Comparatively, the parallels I find in his work and that of the artist/architect Mary Ellen Carroll, are more structural and process identifiable. They both explore the possibilities of what a building means and what it can do. Carroll’s Prototype 180, in its literal uprooting and rotation of a house in a Houston neighborhood, talks about the same things I heard in the panel discussion, that is to say, the elegance of space in the idea of architecture. When these artists are in dialogue with a building and its spaces, everything is on and off the table. There was a moment in the discussion when I felt kinship with Gates longing to be a person who wants to use all their abilities to do a thing.

This connection was explored during his lecture later that evening when he randomly selected me to be on stage with the rest of his improvised panel, and at a reception held at a private residence. I can’t properly convey the vernacular of the experience that was the lecture, but it begs to be attempted, for it embodied both the value of chance and the vulnerability of action.

Gates began by laying bare the contents of his back pack and re-arranging the furniture on stage. He then blocked the south entrance of the auditorium with chairs and began to sing! Moving to the piano, he mimed his performance because the cover was closed and locked. His oratorio was punctuated with pacing across the floor, draped in the piano blanket cover, assailing the patrons of the Museum of Modern Art for all the buildings they own, but “none for me.”

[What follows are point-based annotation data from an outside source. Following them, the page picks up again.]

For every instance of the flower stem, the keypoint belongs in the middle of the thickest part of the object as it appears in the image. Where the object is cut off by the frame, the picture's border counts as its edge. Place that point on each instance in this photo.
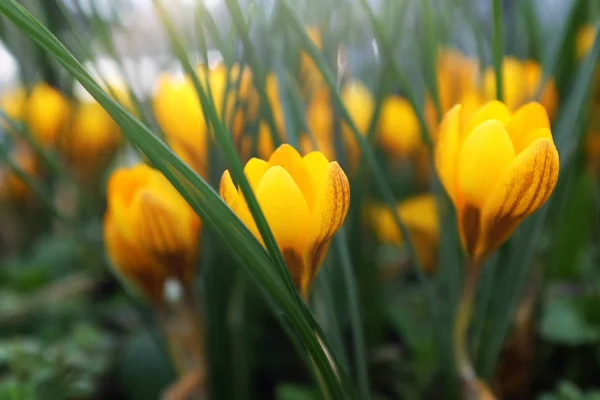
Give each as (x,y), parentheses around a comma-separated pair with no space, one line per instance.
(461,324)
(179,320)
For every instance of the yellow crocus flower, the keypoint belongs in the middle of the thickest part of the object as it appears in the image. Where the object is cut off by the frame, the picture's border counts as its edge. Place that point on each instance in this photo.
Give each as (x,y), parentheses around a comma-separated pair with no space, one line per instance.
(520,84)
(151,234)
(498,168)
(420,216)
(25,159)
(456,75)
(264,146)
(398,131)
(225,100)
(592,152)
(179,113)
(305,201)
(46,112)
(360,105)
(457,84)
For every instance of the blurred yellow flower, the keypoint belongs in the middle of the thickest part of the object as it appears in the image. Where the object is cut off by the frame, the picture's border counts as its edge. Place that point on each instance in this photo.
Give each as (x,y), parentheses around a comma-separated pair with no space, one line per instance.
(457,84)
(264,143)
(592,152)
(272,88)
(398,130)
(319,117)
(456,75)
(46,113)
(521,79)
(15,189)
(497,169)
(178,112)
(225,99)
(360,105)
(151,234)
(91,140)
(305,201)
(420,216)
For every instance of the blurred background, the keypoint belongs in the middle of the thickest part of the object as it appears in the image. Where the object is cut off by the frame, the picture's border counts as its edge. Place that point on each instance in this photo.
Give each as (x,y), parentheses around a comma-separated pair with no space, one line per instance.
(71,328)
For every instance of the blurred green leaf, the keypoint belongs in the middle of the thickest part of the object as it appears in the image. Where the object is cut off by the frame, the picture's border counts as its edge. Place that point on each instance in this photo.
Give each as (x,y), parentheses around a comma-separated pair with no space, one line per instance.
(562,321)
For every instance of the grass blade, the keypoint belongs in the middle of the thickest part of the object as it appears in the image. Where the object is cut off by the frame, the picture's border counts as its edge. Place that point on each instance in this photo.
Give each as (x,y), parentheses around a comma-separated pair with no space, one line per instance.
(498,47)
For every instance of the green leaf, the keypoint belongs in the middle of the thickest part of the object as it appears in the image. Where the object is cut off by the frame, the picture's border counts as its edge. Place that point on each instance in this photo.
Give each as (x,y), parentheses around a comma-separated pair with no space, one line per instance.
(563,322)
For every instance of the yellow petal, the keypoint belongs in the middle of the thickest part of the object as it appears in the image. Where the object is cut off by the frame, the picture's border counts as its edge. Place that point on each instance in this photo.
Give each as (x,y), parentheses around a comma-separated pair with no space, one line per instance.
(230,195)
(285,208)
(420,214)
(131,263)
(288,158)
(398,127)
(484,156)
(491,110)
(524,187)
(447,150)
(254,170)
(525,122)
(316,164)
(329,212)
(162,228)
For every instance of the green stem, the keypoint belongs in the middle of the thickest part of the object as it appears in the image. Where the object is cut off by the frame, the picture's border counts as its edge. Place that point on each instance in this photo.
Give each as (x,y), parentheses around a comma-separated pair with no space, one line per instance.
(180,322)
(498,47)
(461,324)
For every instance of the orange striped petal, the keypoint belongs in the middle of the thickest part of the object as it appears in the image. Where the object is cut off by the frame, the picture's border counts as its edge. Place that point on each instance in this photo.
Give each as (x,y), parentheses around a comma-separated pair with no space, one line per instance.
(329,212)
(524,187)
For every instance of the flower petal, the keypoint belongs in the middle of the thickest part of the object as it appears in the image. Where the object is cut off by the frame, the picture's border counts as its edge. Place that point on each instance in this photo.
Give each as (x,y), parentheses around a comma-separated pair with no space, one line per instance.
(230,195)
(131,263)
(315,164)
(288,158)
(491,110)
(254,170)
(484,156)
(285,209)
(446,151)
(524,187)
(525,121)
(329,212)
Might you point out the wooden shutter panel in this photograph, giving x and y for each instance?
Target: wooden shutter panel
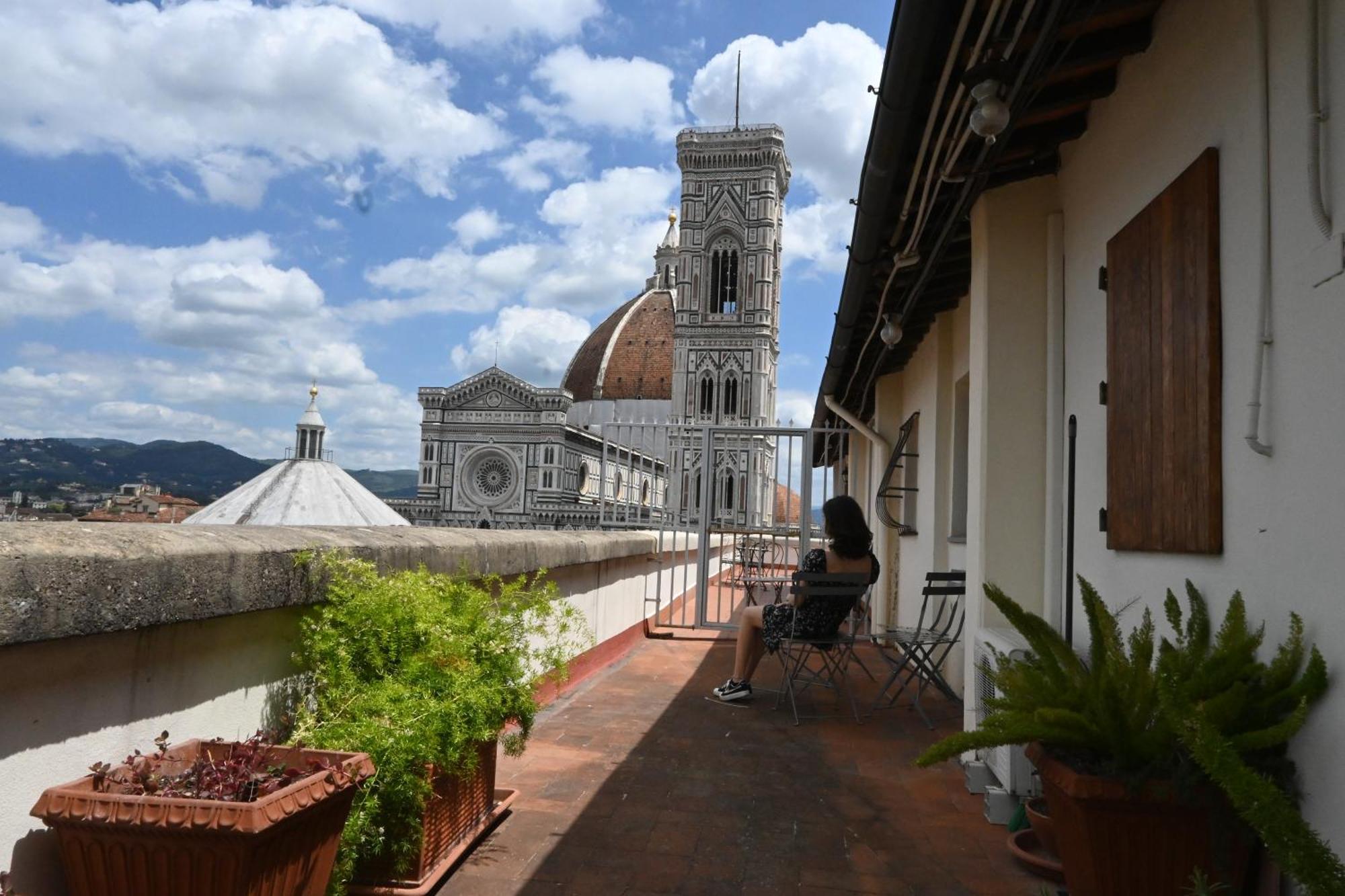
(1165, 372)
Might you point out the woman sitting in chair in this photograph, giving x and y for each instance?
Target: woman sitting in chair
(849, 551)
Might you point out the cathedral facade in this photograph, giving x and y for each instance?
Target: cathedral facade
(699, 346)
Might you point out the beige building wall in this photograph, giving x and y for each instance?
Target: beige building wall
(1199, 87)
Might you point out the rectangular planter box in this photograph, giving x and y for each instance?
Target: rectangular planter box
(280, 845)
(457, 814)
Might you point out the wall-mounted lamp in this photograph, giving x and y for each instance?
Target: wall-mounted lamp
(991, 115)
(891, 333)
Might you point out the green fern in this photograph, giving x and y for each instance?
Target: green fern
(1140, 710)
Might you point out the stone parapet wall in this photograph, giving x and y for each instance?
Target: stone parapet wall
(64, 580)
(111, 634)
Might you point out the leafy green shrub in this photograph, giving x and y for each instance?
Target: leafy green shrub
(416, 669)
(1202, 704)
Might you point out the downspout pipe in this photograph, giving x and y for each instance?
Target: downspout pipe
(1265, 335)
(1316, 116)
(859, 425)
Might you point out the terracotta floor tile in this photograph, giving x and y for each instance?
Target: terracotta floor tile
(636, 783)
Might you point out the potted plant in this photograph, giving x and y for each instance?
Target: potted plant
(209, 818)
(1157, 762)
(423, 671)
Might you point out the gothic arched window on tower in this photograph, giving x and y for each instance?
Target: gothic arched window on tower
(724, 280)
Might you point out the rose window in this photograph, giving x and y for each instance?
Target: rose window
(493, 477)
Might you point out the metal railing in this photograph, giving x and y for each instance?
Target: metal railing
(736, 516)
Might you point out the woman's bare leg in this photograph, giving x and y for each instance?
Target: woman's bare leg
(750, 645)
(758, 653)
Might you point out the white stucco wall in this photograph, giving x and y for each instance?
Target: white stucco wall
(72, 701)
(1284, 516)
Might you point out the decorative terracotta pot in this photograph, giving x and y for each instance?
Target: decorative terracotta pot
(280, 845)
(459, 811)
(1117, 841)
(1040, 818)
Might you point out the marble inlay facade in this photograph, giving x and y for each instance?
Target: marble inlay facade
(699, 345)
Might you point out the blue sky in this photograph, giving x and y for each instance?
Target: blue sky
(206, 204)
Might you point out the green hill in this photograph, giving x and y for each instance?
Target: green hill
(198, 470)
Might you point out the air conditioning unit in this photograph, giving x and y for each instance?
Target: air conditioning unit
(1009, 764)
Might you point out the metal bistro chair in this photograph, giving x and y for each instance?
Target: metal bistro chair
(921, 651)
(822, 662)
(751, 561)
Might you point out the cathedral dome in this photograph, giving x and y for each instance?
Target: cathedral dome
(629, 356)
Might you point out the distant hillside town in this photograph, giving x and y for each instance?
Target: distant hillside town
(110, 479)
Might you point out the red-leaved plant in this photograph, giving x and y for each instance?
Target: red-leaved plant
(225, 771)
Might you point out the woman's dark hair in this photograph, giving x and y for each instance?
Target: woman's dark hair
(847, 529)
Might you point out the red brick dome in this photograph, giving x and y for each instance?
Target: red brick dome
(629, 356)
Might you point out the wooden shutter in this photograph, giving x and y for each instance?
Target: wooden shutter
(1165, 373)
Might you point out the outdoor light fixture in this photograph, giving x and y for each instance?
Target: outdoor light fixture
(991, 115)
(891, 333)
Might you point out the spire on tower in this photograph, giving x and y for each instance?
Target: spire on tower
(311, 431)
(738, 92)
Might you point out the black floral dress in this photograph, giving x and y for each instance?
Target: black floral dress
(817, 616)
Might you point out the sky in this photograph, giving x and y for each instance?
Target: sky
(206, 204)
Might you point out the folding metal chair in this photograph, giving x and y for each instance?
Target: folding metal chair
(921, 651)
(822, 662)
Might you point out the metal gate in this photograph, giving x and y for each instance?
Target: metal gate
(731, 506)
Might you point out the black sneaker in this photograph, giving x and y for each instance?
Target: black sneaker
(734, 690)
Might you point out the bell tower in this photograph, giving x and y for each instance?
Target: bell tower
(727, 338)
(727, 321)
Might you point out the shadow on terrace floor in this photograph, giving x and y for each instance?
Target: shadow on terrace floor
(637, 783)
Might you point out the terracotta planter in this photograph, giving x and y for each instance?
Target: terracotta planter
(1120, 842)
(457, 815)
(280, 845)
(1040, 818)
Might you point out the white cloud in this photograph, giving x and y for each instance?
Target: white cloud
(533, 343)
(159, 421)
(606, 232)
(527, 169)
(20, 228)
(818, 233)
(813, 87)
(237, 92)
(451, 280)
(248, 331)
(627, 96)
(457, 24)
(478, 225)
(794, 408)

All this, interspersed with art historical references to performance, singling out Joseph Beuys in particular, and exploring the duality within himself and his own work when he had an automatic response to George Clinton’s atomic dog being performed at an art reception! If this account is making your head spin, you then have a small sense of where it took the audience that night.

When I was called to join his impromptu panel up on stage, it was an unexpected honor.  I remember mumbling ” you don’t want me up there” but, true to form for this evening of unpredictability, apparently he did.  We talked about working in the construct of institution and how I felt his work gave permission to let the thing be what is, which I interpreted as embracing the unknown and unresolved in ones work.

So many artists are engaged on multiple levels with their identity, whether racial, social, sexual or gender, but as an African American artist, I was particularly taken by Mr. Gates engagement on all those levels. At the Panel discussion, I saw  the quiet mentor that gave deference to his panel members and really sparked connections with students hungry for direction and reassurance. At the lecture I saw an artist in complete command of his practice and his purpose, and at the reception I saw a very patient and engaged person that really listened and talked about all these ideas with the people around him.

At one point in his performance, while standing atop the baby grand piano, he looked out at the audience, smiling  and said “ This is what you get when you don’t pay an artist enough for a visit to your campus”.

At the end of eight hours however, it seemed obvious that he would have done it for free.